2. PRC2 governs Klf2/4 suppression downstream of Pcdhg.
3. High PRC2 in ASCVD-prone arterial regions suppresses Klf2/4 to promote ASCVD.
4. Athero-protective Klf2/4 induction upon PRC2 inhibition requires Notch signaling.
5. Tazemetostat, an FDA approved PRC2 inhibitor, slows ASCVD progression and improves markers of plaque stability.
Atherosclerotic cardiovascular disease (ASCVD), the leading cause of mortality worldwide, is driven by endothelial cell inflammatory activation and counter-balanced by anti-inflammatory transcription factors Klf2 and Klf4 (Klf2/4). Understanding vascular endothelial inflammation to develop effective treatments is thus essential.
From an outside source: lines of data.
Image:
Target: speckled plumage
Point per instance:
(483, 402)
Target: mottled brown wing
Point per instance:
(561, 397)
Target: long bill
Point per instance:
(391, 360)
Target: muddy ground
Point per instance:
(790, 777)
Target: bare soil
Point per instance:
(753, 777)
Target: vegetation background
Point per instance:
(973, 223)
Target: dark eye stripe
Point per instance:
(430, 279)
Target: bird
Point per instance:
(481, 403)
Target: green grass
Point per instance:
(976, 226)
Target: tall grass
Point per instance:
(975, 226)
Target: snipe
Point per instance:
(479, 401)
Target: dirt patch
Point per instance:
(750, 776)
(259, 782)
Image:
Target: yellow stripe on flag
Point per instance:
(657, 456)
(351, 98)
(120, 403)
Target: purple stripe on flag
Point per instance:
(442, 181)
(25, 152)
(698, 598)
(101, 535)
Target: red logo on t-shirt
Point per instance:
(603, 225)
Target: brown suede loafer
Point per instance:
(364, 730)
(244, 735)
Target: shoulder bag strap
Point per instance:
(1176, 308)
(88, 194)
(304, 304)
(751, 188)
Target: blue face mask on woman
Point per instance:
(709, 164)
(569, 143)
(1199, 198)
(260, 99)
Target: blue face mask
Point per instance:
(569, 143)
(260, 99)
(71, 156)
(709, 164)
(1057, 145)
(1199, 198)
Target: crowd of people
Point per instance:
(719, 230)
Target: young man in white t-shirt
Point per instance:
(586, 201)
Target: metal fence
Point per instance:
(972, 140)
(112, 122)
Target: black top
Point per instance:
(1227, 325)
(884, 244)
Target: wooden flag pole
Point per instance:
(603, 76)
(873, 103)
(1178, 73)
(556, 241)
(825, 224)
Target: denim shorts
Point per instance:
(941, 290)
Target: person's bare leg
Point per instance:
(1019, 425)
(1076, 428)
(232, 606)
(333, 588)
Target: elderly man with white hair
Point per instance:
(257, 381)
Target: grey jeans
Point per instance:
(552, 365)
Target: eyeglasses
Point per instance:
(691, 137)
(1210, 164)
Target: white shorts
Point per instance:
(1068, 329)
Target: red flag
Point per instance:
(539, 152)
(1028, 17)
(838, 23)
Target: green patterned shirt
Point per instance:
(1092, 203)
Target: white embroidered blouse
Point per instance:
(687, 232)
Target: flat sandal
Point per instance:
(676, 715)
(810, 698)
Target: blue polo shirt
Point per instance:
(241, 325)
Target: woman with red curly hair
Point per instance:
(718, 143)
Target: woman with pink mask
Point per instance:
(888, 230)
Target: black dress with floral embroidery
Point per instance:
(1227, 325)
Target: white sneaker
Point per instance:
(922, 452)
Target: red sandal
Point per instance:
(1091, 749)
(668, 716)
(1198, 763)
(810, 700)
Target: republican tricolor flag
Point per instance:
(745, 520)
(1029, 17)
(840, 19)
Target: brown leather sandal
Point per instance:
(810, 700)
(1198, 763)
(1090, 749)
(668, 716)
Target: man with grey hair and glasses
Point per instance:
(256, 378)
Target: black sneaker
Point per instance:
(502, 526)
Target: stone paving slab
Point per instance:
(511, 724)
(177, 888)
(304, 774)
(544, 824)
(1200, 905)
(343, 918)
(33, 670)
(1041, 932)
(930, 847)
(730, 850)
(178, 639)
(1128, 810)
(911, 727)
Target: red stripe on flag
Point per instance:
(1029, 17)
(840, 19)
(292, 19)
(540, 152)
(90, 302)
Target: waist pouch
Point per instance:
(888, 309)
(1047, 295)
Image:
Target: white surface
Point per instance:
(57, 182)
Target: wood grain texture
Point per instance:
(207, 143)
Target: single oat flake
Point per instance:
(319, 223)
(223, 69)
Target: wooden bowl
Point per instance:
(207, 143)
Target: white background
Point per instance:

Here, we identify, Polycomb Repressive Complex (PRC) 2, which blocks gene transcription by trimethylating histone3 Lysine27 in gene promoter/enhancers, as a potent, therapeutically targetable determinant of vascular inflammation and ASCVD progression. Bioinformatics identified PRC2 as a direct suppressor of Klf2/4 transcription. Klf2/4 transcription requires Notch signaling, which reverses PRC2 modification of Klf2/4 promoter/enhancers. PRC2 activity is elevated in human ASCVD endothelium. Treating mice with established ASCVD with tazemetostat, an FDA approved pharmacological inhibitor of PRC2, slowed plaque progression by 50% and drastically improved markers of plaque stability. This study elucidates a fundamental mechanism of vascular inflammation, thus identifying a potential method for treating ASCVD and possibly other vascular inflammatory diseases.